O fenômeno que conquistou o mundo

Criada pelos irmãos Matt e Ross Duffer, Stranger Things é muito mais do que uma série de ficção científica, terror e suspense adolescente. Ela se tornou um verdadeiro ícone cultural, capaz de transportar o público diretamente para os anos 1980, seja pelas referências cinematográficas, pela trilha sonora marcante ou pelo estilo visual característico da época.

Originalmente, o projeto se chamava Montauk e era ambientado em Nova York, explorando conspirações do governo e experimentos secretos da Guerra Fria. Ao mudar a história para a pequena cidade de Hawkins, os irmãos Duffer conseguiram criar um universo nostálgico e cheio de detalhes que homenageiam grandes nomes da cultura pop, como Steven Spielberg, John Carpenter e Stephen King. Essa mistura de referências, personagens cativantes e narrativa envolvente rapidamente conquistou fãs de todas as idades.

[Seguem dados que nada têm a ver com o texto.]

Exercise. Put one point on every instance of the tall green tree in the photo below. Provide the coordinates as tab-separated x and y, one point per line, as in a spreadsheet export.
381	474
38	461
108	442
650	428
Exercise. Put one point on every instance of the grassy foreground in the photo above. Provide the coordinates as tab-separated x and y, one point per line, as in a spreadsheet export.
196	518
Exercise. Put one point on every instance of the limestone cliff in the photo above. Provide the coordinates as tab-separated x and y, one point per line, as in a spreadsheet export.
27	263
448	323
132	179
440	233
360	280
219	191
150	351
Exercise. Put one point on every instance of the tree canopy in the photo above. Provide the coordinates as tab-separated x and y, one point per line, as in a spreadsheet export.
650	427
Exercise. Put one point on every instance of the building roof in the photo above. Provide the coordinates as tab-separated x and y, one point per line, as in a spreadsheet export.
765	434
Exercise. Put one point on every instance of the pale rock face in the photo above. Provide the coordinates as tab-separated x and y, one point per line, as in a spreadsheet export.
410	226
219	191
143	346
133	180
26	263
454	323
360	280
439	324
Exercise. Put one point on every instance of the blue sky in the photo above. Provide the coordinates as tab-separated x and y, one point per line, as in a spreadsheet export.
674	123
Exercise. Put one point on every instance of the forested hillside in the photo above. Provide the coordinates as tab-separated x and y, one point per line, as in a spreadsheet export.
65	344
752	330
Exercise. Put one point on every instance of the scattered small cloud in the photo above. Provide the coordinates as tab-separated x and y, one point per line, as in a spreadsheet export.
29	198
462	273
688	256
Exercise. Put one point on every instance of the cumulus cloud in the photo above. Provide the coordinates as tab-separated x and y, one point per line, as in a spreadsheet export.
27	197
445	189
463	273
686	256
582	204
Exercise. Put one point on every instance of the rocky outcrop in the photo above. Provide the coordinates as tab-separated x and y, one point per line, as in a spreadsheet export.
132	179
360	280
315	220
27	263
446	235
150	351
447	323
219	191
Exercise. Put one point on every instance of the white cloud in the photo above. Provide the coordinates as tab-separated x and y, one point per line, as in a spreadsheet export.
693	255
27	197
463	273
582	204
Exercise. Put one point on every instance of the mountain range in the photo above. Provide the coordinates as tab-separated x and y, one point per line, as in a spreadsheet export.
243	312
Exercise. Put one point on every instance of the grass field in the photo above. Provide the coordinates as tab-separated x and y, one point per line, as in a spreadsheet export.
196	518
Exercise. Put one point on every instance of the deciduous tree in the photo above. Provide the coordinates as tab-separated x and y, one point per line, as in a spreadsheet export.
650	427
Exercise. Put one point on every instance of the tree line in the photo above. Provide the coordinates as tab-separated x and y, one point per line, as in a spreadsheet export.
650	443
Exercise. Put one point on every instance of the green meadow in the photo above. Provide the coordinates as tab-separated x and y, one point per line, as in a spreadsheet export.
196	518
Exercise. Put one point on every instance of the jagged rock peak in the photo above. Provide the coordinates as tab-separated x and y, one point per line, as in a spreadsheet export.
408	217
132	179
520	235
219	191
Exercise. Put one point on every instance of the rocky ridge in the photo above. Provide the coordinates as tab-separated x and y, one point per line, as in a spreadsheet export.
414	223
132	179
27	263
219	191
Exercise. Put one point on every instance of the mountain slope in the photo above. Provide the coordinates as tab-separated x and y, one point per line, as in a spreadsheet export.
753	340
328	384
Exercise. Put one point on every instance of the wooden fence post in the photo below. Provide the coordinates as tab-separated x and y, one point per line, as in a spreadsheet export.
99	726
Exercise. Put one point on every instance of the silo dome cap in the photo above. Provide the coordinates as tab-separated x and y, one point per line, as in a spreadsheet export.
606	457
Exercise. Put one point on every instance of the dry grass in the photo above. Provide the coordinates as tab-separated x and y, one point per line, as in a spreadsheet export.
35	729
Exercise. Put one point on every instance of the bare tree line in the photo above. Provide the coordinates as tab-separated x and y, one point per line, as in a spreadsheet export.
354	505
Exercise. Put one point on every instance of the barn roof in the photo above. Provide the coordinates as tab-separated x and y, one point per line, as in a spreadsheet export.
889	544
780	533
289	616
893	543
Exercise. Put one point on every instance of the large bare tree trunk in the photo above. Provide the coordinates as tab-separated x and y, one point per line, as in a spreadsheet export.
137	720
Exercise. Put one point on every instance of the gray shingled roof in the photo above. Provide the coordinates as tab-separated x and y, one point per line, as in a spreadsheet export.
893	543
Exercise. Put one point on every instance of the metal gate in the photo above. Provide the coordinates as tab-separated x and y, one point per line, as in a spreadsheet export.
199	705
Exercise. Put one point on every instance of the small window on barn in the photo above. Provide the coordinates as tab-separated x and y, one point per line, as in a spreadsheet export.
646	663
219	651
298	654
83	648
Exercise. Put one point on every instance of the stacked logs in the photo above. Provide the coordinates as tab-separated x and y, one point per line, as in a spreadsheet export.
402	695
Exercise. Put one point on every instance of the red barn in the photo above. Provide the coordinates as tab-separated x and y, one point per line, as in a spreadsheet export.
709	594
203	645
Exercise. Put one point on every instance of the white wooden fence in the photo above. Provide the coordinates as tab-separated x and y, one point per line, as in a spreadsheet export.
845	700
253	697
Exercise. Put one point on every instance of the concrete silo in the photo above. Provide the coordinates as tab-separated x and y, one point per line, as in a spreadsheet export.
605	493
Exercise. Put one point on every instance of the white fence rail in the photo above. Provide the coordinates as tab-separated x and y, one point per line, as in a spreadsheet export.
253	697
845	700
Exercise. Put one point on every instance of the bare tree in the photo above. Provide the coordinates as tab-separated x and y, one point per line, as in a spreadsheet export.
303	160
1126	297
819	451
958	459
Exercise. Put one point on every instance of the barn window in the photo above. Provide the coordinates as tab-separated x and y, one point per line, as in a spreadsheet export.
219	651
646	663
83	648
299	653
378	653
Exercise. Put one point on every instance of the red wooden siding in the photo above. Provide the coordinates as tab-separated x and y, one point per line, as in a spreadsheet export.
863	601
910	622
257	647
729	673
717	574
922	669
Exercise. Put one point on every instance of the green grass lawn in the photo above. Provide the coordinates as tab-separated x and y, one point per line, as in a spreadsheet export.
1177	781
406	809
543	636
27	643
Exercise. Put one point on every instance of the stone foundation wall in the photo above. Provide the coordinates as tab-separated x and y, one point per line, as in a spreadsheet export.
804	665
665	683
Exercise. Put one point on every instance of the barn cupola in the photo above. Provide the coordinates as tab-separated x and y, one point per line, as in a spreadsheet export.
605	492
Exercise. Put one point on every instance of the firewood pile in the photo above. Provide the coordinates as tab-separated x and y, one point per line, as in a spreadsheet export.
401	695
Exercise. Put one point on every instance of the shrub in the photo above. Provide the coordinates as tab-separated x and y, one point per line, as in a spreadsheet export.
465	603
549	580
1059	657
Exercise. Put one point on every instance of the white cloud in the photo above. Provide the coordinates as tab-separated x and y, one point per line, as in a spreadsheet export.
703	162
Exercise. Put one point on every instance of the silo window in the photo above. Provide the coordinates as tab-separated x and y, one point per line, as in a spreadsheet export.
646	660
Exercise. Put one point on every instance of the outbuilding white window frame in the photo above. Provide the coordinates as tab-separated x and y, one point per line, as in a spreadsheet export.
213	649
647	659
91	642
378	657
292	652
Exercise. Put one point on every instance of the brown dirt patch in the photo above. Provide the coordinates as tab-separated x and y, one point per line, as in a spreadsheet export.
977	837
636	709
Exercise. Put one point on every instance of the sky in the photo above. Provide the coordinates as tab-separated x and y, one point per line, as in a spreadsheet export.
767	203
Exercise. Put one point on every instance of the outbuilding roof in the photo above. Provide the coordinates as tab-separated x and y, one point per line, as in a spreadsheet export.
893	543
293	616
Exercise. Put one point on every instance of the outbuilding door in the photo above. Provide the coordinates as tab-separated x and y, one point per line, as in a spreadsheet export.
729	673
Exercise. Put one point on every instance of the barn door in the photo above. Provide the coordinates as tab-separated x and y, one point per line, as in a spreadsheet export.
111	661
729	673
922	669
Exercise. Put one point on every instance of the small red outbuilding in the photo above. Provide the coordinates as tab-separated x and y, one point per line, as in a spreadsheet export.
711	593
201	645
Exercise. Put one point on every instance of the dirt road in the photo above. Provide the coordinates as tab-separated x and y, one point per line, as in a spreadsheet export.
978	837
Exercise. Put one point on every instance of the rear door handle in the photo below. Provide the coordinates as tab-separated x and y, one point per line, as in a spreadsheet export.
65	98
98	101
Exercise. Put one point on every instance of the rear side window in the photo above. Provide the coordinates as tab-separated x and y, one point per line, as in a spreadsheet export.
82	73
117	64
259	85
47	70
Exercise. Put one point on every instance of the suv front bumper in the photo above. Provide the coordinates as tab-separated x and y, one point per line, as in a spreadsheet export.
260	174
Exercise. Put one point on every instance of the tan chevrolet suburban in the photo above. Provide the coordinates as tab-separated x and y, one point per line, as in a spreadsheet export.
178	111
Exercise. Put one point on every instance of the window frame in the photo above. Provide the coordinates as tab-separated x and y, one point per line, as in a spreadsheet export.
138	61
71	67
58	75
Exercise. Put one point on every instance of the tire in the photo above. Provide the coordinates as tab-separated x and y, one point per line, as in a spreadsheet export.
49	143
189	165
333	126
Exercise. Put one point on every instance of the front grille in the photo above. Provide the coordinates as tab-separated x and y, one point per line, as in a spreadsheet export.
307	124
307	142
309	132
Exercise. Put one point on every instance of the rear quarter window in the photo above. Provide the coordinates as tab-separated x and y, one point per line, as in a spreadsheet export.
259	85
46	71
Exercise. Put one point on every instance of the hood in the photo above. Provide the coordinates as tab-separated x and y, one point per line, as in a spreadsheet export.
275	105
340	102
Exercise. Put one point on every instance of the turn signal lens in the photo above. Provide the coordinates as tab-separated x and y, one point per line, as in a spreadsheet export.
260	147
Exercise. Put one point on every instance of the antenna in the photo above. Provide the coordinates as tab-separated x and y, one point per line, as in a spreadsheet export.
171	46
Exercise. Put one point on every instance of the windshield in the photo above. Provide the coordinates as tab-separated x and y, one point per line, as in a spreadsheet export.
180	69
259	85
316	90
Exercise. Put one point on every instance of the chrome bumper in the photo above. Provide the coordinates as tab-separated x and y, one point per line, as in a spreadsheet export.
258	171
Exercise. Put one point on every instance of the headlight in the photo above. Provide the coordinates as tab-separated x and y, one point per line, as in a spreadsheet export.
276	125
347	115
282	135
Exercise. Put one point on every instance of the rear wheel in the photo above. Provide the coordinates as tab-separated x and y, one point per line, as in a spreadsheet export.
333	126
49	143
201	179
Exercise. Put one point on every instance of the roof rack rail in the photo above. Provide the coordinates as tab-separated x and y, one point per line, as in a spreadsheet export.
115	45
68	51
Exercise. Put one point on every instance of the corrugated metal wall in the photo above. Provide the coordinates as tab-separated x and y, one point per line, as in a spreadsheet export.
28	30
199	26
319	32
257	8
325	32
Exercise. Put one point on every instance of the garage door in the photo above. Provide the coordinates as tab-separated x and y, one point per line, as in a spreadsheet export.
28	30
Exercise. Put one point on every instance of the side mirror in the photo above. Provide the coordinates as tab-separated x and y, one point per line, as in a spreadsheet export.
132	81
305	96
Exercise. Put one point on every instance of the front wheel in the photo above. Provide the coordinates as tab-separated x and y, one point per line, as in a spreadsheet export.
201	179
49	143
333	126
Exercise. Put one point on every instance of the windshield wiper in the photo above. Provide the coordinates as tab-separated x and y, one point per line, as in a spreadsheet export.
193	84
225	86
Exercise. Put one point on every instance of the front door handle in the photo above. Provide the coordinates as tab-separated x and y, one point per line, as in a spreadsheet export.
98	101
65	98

O elenco principal é uma mistura de talento consagrado e jovens promessas que cresceram diante das câmeras. Winona Ryder, David Harbour, Finn Wolfhard, Millie Bobby Brown, Gaten Matarazzo, Caleb McLaughlin, Noah Schnapp, Natalia Dyer, Charlie Heaton e Joe Keery formam o núcleo central da série, enquanto atores como Sadie Sink, Dacre Montgomery, Sean Astin, Paul Reiser e Maya Hawke ampliam o universo com novas histórias e conflitos. A química entre todos eles é constantemente apontada como um dos grandes trunfos da produção, capaz de manter o público emocionalmente envolvido em cada temporada.

Relembrando as temporadas anteriores

Para entender a dimensão do que está por vir, vale revisitar os marcos que moldaram Stranger Things ao longo de seus anos de existência.

Temporada 1 (2016)
Tudo começou com o desaparecimento de Will Byers, um garoto de 12 anos, e a chegada de uma misteriosa garota chamada Onze, dotada de habilidades telecinéticas. A temporada apresentou o Mundo Invertido, uma dimensão sombria repleta de monstros, e conquistou os fãs ao combinar suspense, aventura e drama adolescente.

Temporada 2 (2017)
O segundo ano explorou as consequências do primeiro, mostrando que o Mundo Invertido ainda estava presente e afetando a vida de Hawkins. Will enfrenta traumas, novas ameaças surgem e a mitologia da série se expande, reforçando o sucesso do fenômeno.

Temporada 3 (2019)
Situada no verão de 1985, a terceira temporada trouxe grandes mudanças para a cidade, incluindo um shopping center novinho e a chegada de uma operação russa secreta. Ao mesmo tempo, os personagens lidam com a adolescência, amizades em transformação e romances, mantendo a narrativa nostálgica e cheia de ação.

Temporada 4 (2022)
Dividida em dois volumes, a quarta temporada aprofundou ainda mais o Mundo Invertido e apresentou vilões mais complexos. A narrativa explorou traumas, perdas e desafios emocionais, preparando o terreno para o confronto final.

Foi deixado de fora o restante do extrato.